A one-time advisor to the former French president Francois Mitterand, Jacques Attali was the founder and first president of the European Bank for Reconstruction and Development, a multilateral development bank focusing on Eastern bloc economies. He is also currently the president of the Commission for the Liberation of French Economic Growth, a working group set up by former president Nicolas Sarkozy to improve the competitiveness of the French economy.
He has advised the United Nations on nuclear non-proliferation as well as education in Iran and Afghanistan, is behind unifying European higher education through the LMD [licence master doctorate] system and was a founding member of the multinational technological research body Eureka. And on the side, he is an accomplished pianist who directed the Grenoble University orchestra and is on the board of directors of the Musee D’Orsay in Paris.
If that is not enough, he has also written 65 books, from children’s stories to biographies, and sold eight million copies across the globe.
If all this has gone to his head, he does a good job of hiding it. What else could be behind this impressive list?
Ever humble, he says: “The best resolution is to say not what can I do for myself but [what can I do] for others. My most important resolutions are linked to that.
“There is nothing I am more grateful for than when I can help someone. To help is a privilege. It is a wonderful feeling.”
If altruism is the raison d’etre that drives the Algerian-born intellectual and economist, who moved to Paris with his family when he was 13, microfinance is the tool he believes is the most efficient to help.
Attali founded PlaNet Finance, co-chaired by former Senegalese president Abdou Diouf and the microfinance pioneer and Nobel Peace Prize winner Muhammad Yunus, in 1998. It currently runs 92 programmes in 43 countries, with hundreds of thousands of beneficiaries.

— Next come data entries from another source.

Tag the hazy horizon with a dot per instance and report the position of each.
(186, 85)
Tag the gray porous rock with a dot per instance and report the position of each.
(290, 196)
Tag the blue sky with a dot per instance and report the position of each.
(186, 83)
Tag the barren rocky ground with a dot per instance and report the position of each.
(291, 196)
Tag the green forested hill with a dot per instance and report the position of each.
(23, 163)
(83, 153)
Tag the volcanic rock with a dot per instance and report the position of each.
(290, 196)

Attali’s Dubai trip was in part to raise funds for the organisation’s Middle Eastern branch and he hopes the UAE will become a centre for fundraising in the region. In recent years, the organisation has helped set up three olive oil cooperatives in the West Bank, a programme to help nearly 1,000 women farming in Egypt and Lebanon and three microfinance institutions in Palestine, Lebanon and Egypt to help young entrepreneurs onto the business ladder.
Attali says to complete everything on his wishlist, he would need seven lives. But if he had to choose one desire, he says: “I would say try to be useful for the next generation. I think what we do in microfinance and, on a larger basis, helping people to become themselves and choose their lives is my main thirst.”

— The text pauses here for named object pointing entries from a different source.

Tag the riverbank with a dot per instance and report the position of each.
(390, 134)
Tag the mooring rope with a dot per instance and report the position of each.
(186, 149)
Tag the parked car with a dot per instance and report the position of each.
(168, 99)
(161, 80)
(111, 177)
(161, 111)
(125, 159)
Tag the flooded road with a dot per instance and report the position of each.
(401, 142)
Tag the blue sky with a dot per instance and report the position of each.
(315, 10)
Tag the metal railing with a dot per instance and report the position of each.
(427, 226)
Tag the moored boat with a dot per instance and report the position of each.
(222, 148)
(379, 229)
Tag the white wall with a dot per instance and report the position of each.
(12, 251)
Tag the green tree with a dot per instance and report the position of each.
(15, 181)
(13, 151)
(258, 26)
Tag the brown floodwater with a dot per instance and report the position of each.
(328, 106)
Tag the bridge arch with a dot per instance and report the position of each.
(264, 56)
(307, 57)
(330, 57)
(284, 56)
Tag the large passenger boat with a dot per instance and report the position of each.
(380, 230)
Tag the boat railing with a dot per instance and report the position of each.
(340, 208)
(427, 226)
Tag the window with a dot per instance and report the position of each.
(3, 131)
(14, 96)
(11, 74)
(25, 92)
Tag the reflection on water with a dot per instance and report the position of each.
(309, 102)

Attali thinks a globalised society needs both a global economy and a strong rule of law – a necessary balance of anarchy and dictatorship. In order to have a rule of law in countries where it currently does not exist, such as Somalia and Iraq, society must demand it. That will only happen when the middle class is strong enough and owns enough property that a rule of law becomes essential for society to flourish.
He says: “A strong government leads to a dictatorship, a dictatorship creates a market economy, a market economy creates a middle class, a middle class creates the request for rule of law, the request for rule of law destroys the dictatorship.”

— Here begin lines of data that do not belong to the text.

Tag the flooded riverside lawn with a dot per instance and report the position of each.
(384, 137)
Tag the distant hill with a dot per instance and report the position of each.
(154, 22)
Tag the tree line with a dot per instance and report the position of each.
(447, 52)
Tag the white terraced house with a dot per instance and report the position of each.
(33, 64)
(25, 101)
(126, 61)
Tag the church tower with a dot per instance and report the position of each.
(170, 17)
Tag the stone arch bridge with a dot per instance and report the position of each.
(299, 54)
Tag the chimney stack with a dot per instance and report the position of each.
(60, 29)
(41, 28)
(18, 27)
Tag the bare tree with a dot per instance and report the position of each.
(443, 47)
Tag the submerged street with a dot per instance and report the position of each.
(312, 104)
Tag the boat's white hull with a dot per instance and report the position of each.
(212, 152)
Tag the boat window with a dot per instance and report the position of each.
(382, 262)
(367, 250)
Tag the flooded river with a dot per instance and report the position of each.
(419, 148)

Microfinancing, he adds, is key to helping people become part of the middle class.
“Take people begging for food in refugee camps, who cannot sustain their own living. When you propose to them coaching and training and trust them to provide financing, you put them in the condition to become the bottom of the middle class and then they can go up and develop.
“That is why microfinance is the key for democracy as well as for stability for two reasons – one is the creation of the middle class, the other being the fact there are jobs and there is no democracy without jobs.”
But how realistic is that vision? Attali is hopeful technology promises to improve the quality of life and standards of health, education and energy-saving initiatives while “there is no shortage of capital. We have all the tools.”
He adds: “The real fight today is between selfishness and altruism. And actually the real fight is for people to understand that the cleverest [way] to be selfish is to be altruistic. If you are only stubbornly selfish, you don’t care about anyone else but if you are cleverly selfish you realise taking care of others helps us in our life.”
The impassioned Attali, named one of the world’s top 100 public intellectuals in 2008 by Foreign Policy magazine, would not reveal his list of resolutions for this year.
But if failure is what leads Attali to more achievements, one can only hope he falls short of this year’s targets.